Long-reach VDSL2 could be ideal for those parts of New Zealand falling between the urban UFB fibre-based network and the fixed wireless broadband delivered by Rural Broadband Initiative towers.
At the moment the government is looking at tenders from companies aiming to reach some of these areas through the second phase of its UFB project.
Extending copper into the wop wops with VDSL2
VDSL2 already extends the broadband capacity of New Zealand’s copper phone networks, especially in places where fibre is not yet available. Typically customers with VDSL connections enjoy fibre-like speeds over copper.
The problem with conventional VDSL is that its performance drops off over distance. If you live near an exchange or a fibre-fed roadside cabinet you might see speeds in excess of 40Mbps. By the time you are a kilometre from the connection point that speed might drop to half the maximum.
The long-reach VDSL2 on trial in the UK gets around that. Communications Day quotes BT saying it “should deliver more than twice the data speeds of existing broadband networks over a distance of up to 2km.”
“LR-VDSL exploits existing features currently defined in ITU-T Recommendations G.993.2 and G.993.5 to enable fibre-to-the-cabinet VDSL2 lines with a D-side length in excess of 1.25km (0.5mm diameter copper) to be uplifted to give a higher downstream rate,”
BT say proof of concept trial in April showed that a copper line delivering 9Mbps could be “uplifted” to 24Mbps with the technology.
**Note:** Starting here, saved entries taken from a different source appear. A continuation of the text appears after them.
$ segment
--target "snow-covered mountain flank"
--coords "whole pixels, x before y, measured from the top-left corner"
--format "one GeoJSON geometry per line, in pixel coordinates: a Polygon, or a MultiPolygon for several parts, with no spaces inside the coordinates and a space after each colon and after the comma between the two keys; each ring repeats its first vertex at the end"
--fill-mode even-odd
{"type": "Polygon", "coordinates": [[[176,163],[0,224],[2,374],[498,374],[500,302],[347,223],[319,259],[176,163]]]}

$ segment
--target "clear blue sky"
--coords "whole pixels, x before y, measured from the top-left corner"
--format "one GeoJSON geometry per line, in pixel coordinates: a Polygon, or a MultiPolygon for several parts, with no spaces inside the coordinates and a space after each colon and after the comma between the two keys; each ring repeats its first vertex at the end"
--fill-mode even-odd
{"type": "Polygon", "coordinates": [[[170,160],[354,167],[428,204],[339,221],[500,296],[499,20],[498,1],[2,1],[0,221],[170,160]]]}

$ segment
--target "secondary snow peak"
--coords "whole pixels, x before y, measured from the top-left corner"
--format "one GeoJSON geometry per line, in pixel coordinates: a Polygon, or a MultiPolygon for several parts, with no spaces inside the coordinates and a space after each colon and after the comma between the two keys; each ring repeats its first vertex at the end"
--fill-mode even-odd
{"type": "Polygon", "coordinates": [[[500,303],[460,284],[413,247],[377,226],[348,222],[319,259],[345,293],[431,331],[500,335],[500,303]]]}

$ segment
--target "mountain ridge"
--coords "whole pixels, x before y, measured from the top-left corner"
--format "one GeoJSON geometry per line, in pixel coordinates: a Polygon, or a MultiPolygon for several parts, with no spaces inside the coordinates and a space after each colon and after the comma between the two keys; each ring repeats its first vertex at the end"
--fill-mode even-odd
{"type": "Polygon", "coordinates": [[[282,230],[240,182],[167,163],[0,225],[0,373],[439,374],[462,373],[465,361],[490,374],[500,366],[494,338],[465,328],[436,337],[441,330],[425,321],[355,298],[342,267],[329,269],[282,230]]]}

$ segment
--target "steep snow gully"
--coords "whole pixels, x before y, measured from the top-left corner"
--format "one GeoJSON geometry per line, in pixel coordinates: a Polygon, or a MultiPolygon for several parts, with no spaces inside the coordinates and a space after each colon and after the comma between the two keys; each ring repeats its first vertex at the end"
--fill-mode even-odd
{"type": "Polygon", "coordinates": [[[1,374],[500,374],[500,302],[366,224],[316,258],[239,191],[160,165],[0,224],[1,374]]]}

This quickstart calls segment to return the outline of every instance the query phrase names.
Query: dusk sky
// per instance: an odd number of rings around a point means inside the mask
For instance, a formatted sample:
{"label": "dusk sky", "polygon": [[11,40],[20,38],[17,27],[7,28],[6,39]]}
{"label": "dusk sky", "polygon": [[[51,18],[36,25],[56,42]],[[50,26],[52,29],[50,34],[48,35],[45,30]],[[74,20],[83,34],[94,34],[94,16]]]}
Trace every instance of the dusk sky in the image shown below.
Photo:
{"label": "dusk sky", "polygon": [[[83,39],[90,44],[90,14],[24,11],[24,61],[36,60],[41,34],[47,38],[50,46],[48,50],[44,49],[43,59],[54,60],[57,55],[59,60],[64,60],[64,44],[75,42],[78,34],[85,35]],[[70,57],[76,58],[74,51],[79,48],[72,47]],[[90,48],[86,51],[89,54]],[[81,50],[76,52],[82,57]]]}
It seems VDSL2 isn’t suitable for all copper lines, but BT says the technology in the long-reach version could manage 40Mbps down and 10Mbps up over a distance of up to 2 kilometres.
Chorus’ cabinet network already extends to most settlements throughout New Zealand, even small places. If the reach of each cabinet can be extended using long-reach VSDL2 there will be few communities not served by decent broadband services delivered over copper.